Let $\mathbb k$ be a field of characteristic $p$ and let $\mathbb k_n$ be a 1-dimensional representation of $\mathbb k^\times$, where the action is given by $t\circ v= t^n v$. Is it known what are the Ext-groups $\mathrm{Ext}^1(\mathbb k_n,\mathbb k_m)$ in the category of $\mathbb F_p[\mathbb k^\times]$ modules? I'm mostly interested in the case when $\mathbb k$ is algebraically closed and $n=0$ if this makes things simplier

• For $n=0$, $\mathbb{k}_0$ is a direct sum of (infinitely if $\mathbb{k}$ is infinite) many copies of the trivial 1-dimensional module $\mathbb{F}_p$, so this boils down to describing $\mathrm{Ext}^1_{\mathbb{F}_p[\mathbb{k}^\times]}(\mathbb{F}_p,\mathbb{k}_m)$.
– YCor
May 30, 2016 at 6:22

By coincidence I needed to know something about this recently, and one thing I know is that that Ext group vanishes for $0 < \vert m - n \vert < p - 1$.
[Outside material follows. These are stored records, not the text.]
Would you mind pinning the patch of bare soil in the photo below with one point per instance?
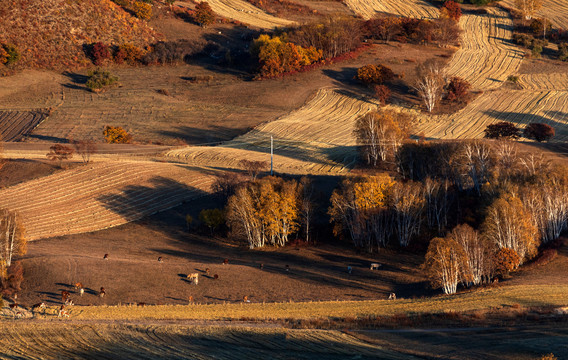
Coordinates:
(17, 171)
(133, 273)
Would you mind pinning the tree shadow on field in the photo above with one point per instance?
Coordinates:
(212, 135)
(560, 128)
(137, 201)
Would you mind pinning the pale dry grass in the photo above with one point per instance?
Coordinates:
(410, 8)
(483, 299)
(518, 107)
(316, 139)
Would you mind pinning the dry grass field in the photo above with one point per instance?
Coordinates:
(246, 13)
(411, 8)
(316, 139)
(555, 11)
(101, 195)
(156, 340)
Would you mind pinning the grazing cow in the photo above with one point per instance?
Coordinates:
(375, 266)
(39, 306)
(193, 278)
(63, 312)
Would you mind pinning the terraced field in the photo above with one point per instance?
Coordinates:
(245, 12)
(486, 57)
(555, 11)
(102, 195)
(519, 107)
(317, 138)
(410, 8)
(14, 125)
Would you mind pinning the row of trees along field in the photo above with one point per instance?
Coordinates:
(290, 50)
(481, 208)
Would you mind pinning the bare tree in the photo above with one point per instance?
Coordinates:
(12, 239)
(408, 202)
(430, 83)
(478, 251)
(528, 7)
(253, 168)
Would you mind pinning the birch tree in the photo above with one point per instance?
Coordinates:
(478, 254)
(508, 224)
(12, 239)
(443, 265)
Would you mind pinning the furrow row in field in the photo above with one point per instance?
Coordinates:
(14, 125)
(486, 57)
(317, 138)
(550, 81)
(245, 12)
(102, 195)
(409, 8)
(555, 11)
(518, 107)
(61, 340)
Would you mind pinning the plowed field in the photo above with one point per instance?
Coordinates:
(14, 125)
(409, 8)
(555, 11)
(317, 138)
(101, 195)
(247, 13)
(486, 57)
(518, 107)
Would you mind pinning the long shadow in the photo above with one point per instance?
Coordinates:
(137, 201)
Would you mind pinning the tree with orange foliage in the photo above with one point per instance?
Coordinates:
(116, 135)
(380, 134)
(509, 225)
(451, 10)
(360, 207)
(444, 263)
There is a proof in Lemma 6.1 of my paper "Cohomology of automorphism groups of free groups with twisted coefficients". The proof is written for p-local integers instead of $\mathbb{F}_p$, but it works in that case too.
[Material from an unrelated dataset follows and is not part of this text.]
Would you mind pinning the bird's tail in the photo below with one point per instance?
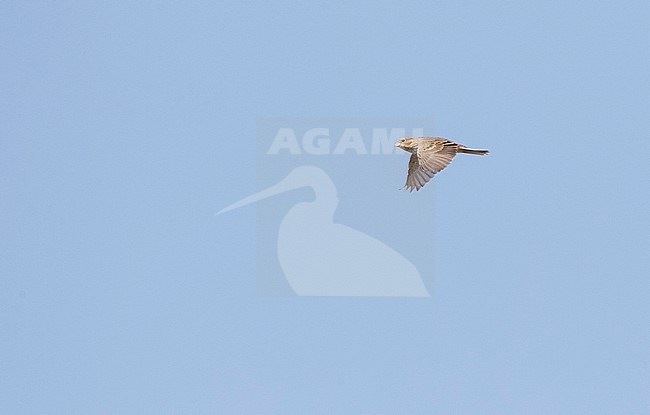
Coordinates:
(472, 151)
So returning to the question I think I can prove that $\mathrm{Ext}^1_{\mathbb F_p[\mathbb k^\times]}(\mathbb F_p, \mathbb k_n)=0$ for $n\neq 0$ and $\mathbb k=\mathbb F_q$ or $\mathbb k=\overline{\mathbb F_p}$. First general remark: $\mathrm{Ext}^1_{\mathbb F_p[\mathbb k^\times]}(\mathbb F_p, \mathbb k_n)$ is naturally a subgroup of $\mathrm{Ext}^1_{\mathbb Z[\mathbb k^\times]}(\mathbb F_p, \mathbb k_n)$, which is a subgroup of $H^1(\mathbb k^\times, \mathbb k_n):=\mathrm{Ext}^1_{\mathbb Z[\mathbb k^\times]}(\mathbb Z, \mathbb k_n)$ (considering the short exact sequence $0\rightarrow \mathbb Z \rightarrow \mathbb Z \rightarrow \mathbb F_p \rightarrow 0$ and using the fact that $\mathbb k^{\mathbb k^\times}_n=0)$. So it is enough to prove that $H^1(\mathbb k^\times, \mathbb k_n)=0$. If $\mathbb k=\mathbb F_q$, we have $\mathbb F_q^\times\simeq \mathbb Z/(q-1)\mathbb Z$ and $H^1(\mathbb k^\times, \mathbb k_n)=H^1(\mathbb Z/(q-1)\mathbb Z, \mathbb k_n)=0$ as it should be killed by $p$ and $q-1$ simultaniously. If $\mathbb k =\overline{\mathbb F_p}$, then any element is a root of unity of degree not divisible by $p$ and it is easy to see that $\mathbb k^\times=\mathrm{colim}_{p\nmid m} \mathbb Z/m \mathbb Z = \mathbb Z_{(p)}/\mathbb Z$. For each $n$, we have $\mathbb k_n^{\mathbb Z/m \mathbb Z}=0$, from this it follows that $H^1(\mathbb k^\times,\mathbb k_n)=H^1(\mathrm{colim}_{p\nmid m} \mathbb Z/m \mathbb Z ,\mathbb k_n)=\lim_{p\nmid m}H^1(\mathbb Z/m \mathbb Z ,\mathbb k_n)=0$ by the same argument, as $(m,p)=1$ for all $m$ in the limit.
Now in general situation if $\mathbb k$ is algebraically closed we have $(\mathbb k^\times)_{\mathrm{tors}}=\overline{\mathbb F_p}^\times=\mathbb Z_{(p)}/\mathbb Z$, moreover the quotient $\mathbb k^\times/(\mathbb k^\times)_{\mathrm{tors}}$ is divisible and torsion free abelian group, so is isomorphic to some vector space $V_{\mathbb Q}$ over $\mathbb Q$ (as an abelian group). Moreover $\mathrm{Ext}_{\mathbb Z}^1(V_{\mathbb Q},\mathbb Z_{(p)}/\mathbb Z)=0$, so $\mathbb k^\times=\mathbb Z_{(p)}/\mathbb Z\times V_{\mathbb Q}$. So from Kunneth it would be enough to know that $H^1(V_{\mathbb Q}, \mathbb k_n)=0$. Seems like this should be true for any $p$-torsion module in general. So does anybody know by any chance if it is true that $H^1(\mathbb Q, M)$ for $\mathbb F_p[\mathbb Q]$-module $M$?